• zondag 05 May 2024
  • Het laatste nieuws uit Suriname

Reactie op de leugens van Bouterse over een invasie in 1982 en de decembermoorden

| waterkant | Door: Redactie

[INGEZONDEN] – In het radioprogramma Bakana Tori op LIM FM, heeft de verdachte D. Bouterse diverse uitspraken gedaan met betrekking tot het 8 december strafproces en de vermeende dreiging van een Amerikaanse invasie in december 1982. Sunil Oemrawsingh, voorzitter van de Surinaamse Stichting 8 december 1982 zegt in een reactie op de leugens van Bouterse het volgende:

Bouterse stelt dat “het Surinaamse Openbaar Ministerie en de procureur-generaal geen verstand hebben van de zaak in hoger beroep en dat het proces complex is”. Echter, het is belangrijk om te benadrukken dat het rechtssysteem in de rechtstaat Suriname is opgezet om complexe

zaken te behandelen en te beoordelen op basis van bewijs en getuigenverklaringen.

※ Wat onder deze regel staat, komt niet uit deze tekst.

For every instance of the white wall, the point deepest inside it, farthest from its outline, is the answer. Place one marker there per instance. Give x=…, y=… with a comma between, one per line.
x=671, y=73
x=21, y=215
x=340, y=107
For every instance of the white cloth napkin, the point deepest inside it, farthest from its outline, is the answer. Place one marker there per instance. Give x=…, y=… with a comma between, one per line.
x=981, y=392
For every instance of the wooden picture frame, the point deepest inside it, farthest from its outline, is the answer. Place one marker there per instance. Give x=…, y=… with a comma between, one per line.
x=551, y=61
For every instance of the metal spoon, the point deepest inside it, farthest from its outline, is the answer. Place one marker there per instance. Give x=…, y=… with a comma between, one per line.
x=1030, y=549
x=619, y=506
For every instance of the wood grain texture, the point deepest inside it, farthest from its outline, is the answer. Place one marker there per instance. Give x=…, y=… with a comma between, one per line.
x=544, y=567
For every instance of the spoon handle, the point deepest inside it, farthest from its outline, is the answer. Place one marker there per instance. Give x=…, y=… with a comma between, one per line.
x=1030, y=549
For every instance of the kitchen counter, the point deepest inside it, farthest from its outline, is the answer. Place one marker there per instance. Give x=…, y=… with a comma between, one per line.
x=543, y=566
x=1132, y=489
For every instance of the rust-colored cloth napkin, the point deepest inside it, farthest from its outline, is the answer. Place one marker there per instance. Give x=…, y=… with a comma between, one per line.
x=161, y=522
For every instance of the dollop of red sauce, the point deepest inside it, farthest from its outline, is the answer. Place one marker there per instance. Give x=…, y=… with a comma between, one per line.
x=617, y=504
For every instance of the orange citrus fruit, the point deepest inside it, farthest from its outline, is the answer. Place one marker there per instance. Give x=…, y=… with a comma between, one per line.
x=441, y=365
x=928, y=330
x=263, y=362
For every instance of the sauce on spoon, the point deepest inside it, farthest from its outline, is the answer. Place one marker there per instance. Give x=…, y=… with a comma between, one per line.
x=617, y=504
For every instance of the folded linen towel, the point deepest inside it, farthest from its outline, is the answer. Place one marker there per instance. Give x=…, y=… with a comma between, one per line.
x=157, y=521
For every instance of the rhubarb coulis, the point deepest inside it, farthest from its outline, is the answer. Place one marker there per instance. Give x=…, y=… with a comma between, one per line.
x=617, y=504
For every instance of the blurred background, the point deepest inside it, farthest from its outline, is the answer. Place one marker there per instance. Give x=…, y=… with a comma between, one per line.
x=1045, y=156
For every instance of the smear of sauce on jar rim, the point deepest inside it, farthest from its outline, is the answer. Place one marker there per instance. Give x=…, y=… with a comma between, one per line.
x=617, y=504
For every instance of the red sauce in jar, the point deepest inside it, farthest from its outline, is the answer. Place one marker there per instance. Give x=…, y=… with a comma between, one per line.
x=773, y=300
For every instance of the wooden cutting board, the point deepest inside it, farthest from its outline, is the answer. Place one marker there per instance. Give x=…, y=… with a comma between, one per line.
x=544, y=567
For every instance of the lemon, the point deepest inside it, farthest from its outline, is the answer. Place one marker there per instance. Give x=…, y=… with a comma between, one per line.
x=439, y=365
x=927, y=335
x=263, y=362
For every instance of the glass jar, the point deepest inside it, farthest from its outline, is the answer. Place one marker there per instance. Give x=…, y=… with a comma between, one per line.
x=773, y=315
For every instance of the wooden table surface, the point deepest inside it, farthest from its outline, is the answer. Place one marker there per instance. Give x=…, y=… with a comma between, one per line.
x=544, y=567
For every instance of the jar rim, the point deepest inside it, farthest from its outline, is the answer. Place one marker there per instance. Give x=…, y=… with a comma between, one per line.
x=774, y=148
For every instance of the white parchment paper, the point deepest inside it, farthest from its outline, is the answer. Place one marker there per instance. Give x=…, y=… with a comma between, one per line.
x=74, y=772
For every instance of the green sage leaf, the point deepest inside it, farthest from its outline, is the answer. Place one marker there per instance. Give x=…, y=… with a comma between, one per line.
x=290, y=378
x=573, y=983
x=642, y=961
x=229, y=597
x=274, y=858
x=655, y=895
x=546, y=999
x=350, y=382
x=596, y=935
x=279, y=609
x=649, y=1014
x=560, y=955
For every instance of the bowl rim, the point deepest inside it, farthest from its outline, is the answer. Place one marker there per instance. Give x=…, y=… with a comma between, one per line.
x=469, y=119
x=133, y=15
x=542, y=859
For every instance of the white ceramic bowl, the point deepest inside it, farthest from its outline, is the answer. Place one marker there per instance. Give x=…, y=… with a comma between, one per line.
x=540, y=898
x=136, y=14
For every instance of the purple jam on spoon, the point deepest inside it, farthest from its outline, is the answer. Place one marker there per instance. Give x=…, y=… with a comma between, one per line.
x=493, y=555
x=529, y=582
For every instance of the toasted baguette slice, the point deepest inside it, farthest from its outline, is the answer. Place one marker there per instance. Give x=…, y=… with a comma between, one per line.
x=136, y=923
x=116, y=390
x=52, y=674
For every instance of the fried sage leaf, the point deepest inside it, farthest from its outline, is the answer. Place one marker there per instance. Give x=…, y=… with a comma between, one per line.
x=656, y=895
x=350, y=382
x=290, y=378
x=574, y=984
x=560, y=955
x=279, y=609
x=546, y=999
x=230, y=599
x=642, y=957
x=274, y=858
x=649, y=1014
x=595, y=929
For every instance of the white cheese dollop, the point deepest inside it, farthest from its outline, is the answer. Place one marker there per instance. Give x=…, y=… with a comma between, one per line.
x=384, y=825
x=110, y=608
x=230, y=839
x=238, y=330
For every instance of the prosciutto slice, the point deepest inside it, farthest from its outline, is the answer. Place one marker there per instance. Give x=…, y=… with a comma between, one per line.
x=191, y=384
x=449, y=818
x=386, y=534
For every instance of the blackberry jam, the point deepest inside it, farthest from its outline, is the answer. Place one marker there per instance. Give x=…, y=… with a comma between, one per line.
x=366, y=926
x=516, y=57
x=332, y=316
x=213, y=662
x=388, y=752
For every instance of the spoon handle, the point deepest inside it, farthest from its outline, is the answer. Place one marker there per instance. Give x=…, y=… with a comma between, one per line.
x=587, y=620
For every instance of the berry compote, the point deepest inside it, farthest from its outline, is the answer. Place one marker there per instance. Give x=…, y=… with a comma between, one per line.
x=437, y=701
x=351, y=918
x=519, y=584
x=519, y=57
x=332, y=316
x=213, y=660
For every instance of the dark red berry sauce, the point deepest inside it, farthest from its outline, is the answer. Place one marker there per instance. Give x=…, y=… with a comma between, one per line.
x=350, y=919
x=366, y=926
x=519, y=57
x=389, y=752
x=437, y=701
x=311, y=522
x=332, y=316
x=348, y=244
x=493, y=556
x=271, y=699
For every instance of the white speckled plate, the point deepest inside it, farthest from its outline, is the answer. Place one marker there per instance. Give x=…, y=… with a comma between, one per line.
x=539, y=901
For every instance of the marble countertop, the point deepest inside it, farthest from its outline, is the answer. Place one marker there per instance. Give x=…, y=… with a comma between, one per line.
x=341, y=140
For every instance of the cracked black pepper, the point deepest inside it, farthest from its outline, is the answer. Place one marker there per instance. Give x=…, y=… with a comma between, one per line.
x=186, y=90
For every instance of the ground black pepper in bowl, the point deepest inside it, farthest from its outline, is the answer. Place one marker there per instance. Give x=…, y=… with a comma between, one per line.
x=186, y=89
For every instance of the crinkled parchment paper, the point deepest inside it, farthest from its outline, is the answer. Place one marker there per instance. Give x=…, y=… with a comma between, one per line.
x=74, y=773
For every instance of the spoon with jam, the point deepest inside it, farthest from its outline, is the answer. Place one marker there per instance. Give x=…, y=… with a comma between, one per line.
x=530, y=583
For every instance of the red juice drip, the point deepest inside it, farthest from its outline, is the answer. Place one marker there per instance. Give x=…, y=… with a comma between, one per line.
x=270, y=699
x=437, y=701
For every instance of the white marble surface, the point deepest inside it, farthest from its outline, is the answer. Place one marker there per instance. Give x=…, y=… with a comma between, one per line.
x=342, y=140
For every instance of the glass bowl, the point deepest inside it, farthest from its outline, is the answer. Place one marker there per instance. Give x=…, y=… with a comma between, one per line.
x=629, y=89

De verdachte Bouterse beweert “dat het toenmalig militair gezag geen andere keus had dan de slachtoffers van de 8 decembermoorden aan te pakken vanwege een vermeende dreiging van een Amerikaanse invasie”. Het is opmerkelijk dat hij, ondanks beweringen van een dreigende invasie, rustig bleef in Fort Zeelandia, dat volgens zijn eigen redenering het eerste doelwit zou zijn van een Amerikaanse aanval.

Het is belangrijk om op te merken dat zijn verhaal over een Amerikaanse invasie niet is ondersteund door feitelijk bewijs. De verdachte had alle gelegenheid om deze beweringen te

staven in de rechtszaal door die te presenteren, maar koos ervoor om gebruik te maken van zijn zwijgrecht.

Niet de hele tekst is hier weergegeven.